About This Item

Share This Item

The AAPG/Datapages Combined Publications Database

AAPG Bulletin

Abstract


Volume: 57 (1973)

Issue: 5. (May)

First Page: 959

Last Page: 959

Title: Petrology and Paleogeography of Mississippian Madison Formation in Western Saskatchewan: ABSTRACT

Author(s): D. M. Kent

Article Type: Meeting abstract

Abstract:

In western Saskatchewan the Mississippian carbonate rocks may be categorized into 5 lithofacies, which individually or collectively can be used to assist the interpretation of the various environments of deposition. The five categories are: (1) impoverished calcareous mudstone, (2) skeletal calcareous mudstone, (3) micritic skeletal or nonskeletal sandstone, (4) poorly washed skeletal sandstone, and (5) calcite-cemented skeletal or nonskeletal sandstone.

The impoverished calcareous mudstones dominate the lower part of the Mississippian succession, particularly in the southern part of the study area, where they are composed of bituminous and argillaceous materials as well as nonargillaceous calcareous mudstones. The impoverished calcareous mudstones probably represent sediments deposited in water below wave base on the seaward side of the shelf edge.

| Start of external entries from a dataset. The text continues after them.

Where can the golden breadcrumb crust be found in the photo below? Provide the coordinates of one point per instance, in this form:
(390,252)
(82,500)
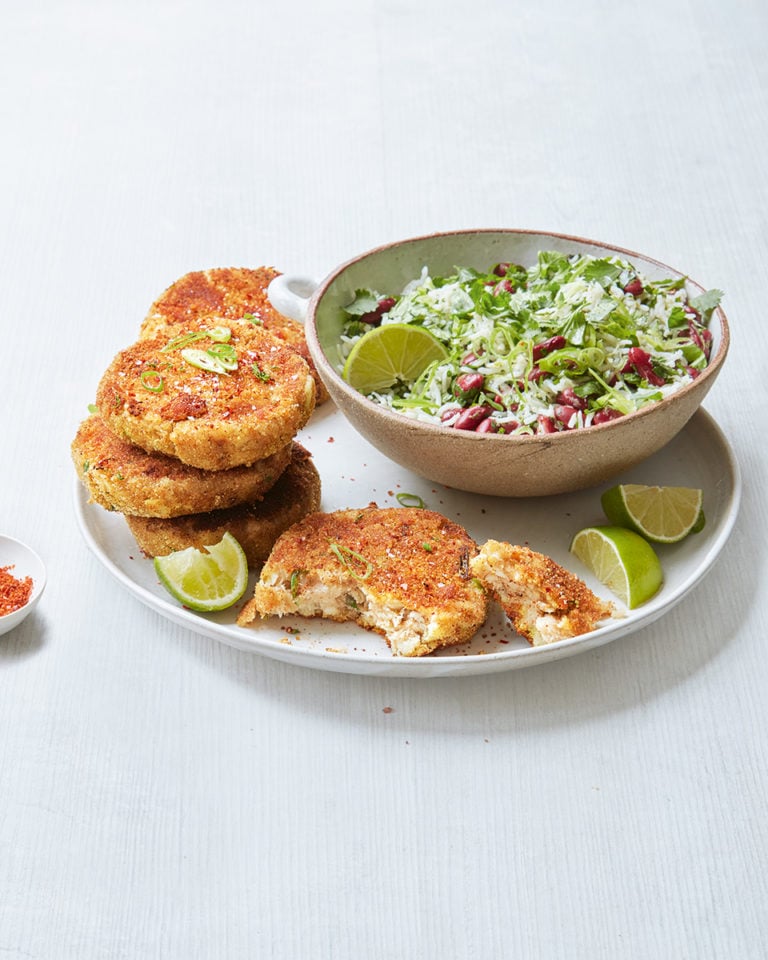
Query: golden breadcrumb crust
(256,526)
(152,397)
(121,476)
(401,572)
(227,294)
(544,601)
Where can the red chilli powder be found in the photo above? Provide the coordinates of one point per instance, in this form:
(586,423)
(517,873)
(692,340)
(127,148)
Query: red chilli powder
(13,593)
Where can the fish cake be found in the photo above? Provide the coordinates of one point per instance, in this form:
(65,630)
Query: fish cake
(256,526)
(227,295)
(400,572)
(121,476)
(544,601)
(215,398)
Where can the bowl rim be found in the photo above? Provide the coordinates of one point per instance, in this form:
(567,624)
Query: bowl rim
(35,569)
(562,437)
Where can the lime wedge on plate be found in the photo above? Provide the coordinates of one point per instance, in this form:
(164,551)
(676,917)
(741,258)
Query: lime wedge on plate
(390,353)
(660,514)
(207,580)
(622,560)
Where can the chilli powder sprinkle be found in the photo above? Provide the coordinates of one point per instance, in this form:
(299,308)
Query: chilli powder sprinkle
(14,593)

Collectively, the skeletal lithofacies probably represent shelf-edge deposits. Calcite-cemented crinoidal sandstones accumulated as thick, elongate banks. The poorly washed sandstones are generally at the top and bottom of the banks and the interbank areas show outward gradations from micrite skeletal sandstones on the flanks of the banks to skeletal calcareous mudstones in the centers of the interbank areas. Micritic skeletal sandstones also form blanket deposits that commonly act as platforms upon which the crinoidal banks were built.

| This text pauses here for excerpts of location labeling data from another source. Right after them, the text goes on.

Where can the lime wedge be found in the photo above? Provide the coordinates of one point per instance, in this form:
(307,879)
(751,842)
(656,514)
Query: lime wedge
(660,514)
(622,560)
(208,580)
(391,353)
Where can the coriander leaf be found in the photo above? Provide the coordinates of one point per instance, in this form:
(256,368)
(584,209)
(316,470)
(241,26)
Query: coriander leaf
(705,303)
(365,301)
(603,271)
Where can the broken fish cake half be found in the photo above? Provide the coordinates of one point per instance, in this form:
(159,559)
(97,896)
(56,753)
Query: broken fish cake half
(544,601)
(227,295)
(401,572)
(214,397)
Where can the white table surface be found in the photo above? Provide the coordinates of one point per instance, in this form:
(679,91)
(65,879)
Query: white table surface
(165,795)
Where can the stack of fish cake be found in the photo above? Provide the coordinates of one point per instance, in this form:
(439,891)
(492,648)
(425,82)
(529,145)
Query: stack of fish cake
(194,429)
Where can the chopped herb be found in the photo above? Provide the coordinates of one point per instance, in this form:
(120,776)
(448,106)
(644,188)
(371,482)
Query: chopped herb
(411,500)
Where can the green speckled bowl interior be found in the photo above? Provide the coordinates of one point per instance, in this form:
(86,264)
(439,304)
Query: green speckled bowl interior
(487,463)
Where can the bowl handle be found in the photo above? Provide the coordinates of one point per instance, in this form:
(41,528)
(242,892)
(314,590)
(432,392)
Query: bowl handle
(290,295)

The nonskeletal sandstones (primarily composed of oolites) probably represent subtidal deposits on the shoreward side of the shelf edge. In the central part of western Saskatchewan they are present in the lower part of the succession and pass laterally southward into shelf-edge deposits. Farther south they are found at higher stratigraphic levels, and they are in lateral continuity with and overlie shelf-edge deposits. The relationships suggest a regression of open marine conditions from north to south.

If the Mississippian sequence of southeastern Saskatchewan is used as an analogy, a dolomite-evaporite facies representing a supratidal environment probably existed north of the subtidal deposits, that is, beyond the present subcrop edge of the Mississippian in western Saskatchewan.

This postulated distribution of facies suggests that possible hydrocarbon reservoirs similar to those of the Virden area of Manitoba are present in subtidal and shelf-edge deposits along the Mississippian subcrop in Saskatchewan.